A prescindere dai generi, vedi allora in giro artisti in grado di trasmettere un messaggio come gli Specials?
Non vedo alcun artista rivoluzionario. So che c’è musica arrabbiata in giro, come il grime, ma non mi sembra un gran cosa. I ragazzi non si ribellano più, sono pigri, pensano di poter fare la rivoluzione su internet. E io ascolto ancora Gil Scott-Heron, Leonard Cohen, i Clash. Sarebbe bellissimo avere una nuova voce rivoluzionaria, ma non accadrà. C’è confusione, viviamo un momento davvero tremendo.

Nel nuovo album c’è un pezzo che si chiama We Sell Hope. C’è ancora speranza?
È un messaggio semplice: guarda il mondo e vedrai la bellezza. Dimostra amore, rispetto e tutto sarà più bello. Non abbandoniamo la speranza. Non è molto diverso dal messaggio di A Message to You, Rudy: proviamo a mostrare il lato positivo delle cose.

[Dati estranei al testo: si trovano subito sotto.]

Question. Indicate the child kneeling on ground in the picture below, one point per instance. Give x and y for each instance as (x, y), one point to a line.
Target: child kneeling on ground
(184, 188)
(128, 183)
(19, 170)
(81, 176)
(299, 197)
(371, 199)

Non seguire le mode, sii te stesso, crea il tuo mondo.

Che effetto ti fa sentire le canzoni degli Specials nelle pubblicità in tv: gelati, compagnie telefoniche, automobili…
(Ride) Non mi sorprende! E non mi piace, ma purtroppo in certi Paesi abbiamo perso il controllo delle nostre canzoni.

Ti senti ancora un rude-boy?
Sei rude-boy dentro. Non dipende da come ti vesti, i vestiti sono accessori. Essere modernista o punk è nella tua testa. A 60 anni non mi vesto più come a 20, sarebbe ridicolo, è una cosa da ragazzi. Ma la mia testa non è cambiata, vedo ancora il mondo con gli stessi occhi.

Ci sono stati diversi cambi di formazione nel corso degli anni. Chi sono gli Specials oggi?
Io, Lynval Golding (chitarra), Horace Panter (basso) e Nikolaj (tastiere), che suona con noi da 10 anni. C’è sempre gente che va e gente che viene.

E ora veniamo ai membri storici degli Specials che mancano all’appello. Jerry Dammers, fondatore della band e dell’etichetta 2 Tone, e Neville Staple, che ha resuscitato il gruppo durante la terza ondata ska, negli anni Novanta.

Senti ancora Jerry Dammers?
Ogni tanto, ma è molto riservato, piuttosto schivo.

E Neville, perché non c’è?
Per problemi di salute tempo fa ha perso un po’ di concerti, non ce la fa a sostenere troppi impegni.

Nota: Neville Staple – che suonava anche nel gruppo pop Fun Boy Three con Terry Hall e Lynval Golding – ha appena annunciato un tour europeo in solitaria, presentandosi come The Special 1 e facendo capire di aver avuto screzi con gli altri tre ex compagni di band. E la storia degli Specials è anche questa, prendi e lascia, lascia e prendi.

Quando tornerete in tour?
Da marzo si riparte, ma non so ancora tutte le date. Se me le dicono mi spavento.

Ma che effetto ti fa essere ancora in giro dopo 40 anni?
Ce lo stavamo dicendo l’altro giorno. Io ho 60 anni, Lynval ne ha 65. Siamo fortunati a fare quello che ci piace fare, è una benedizione.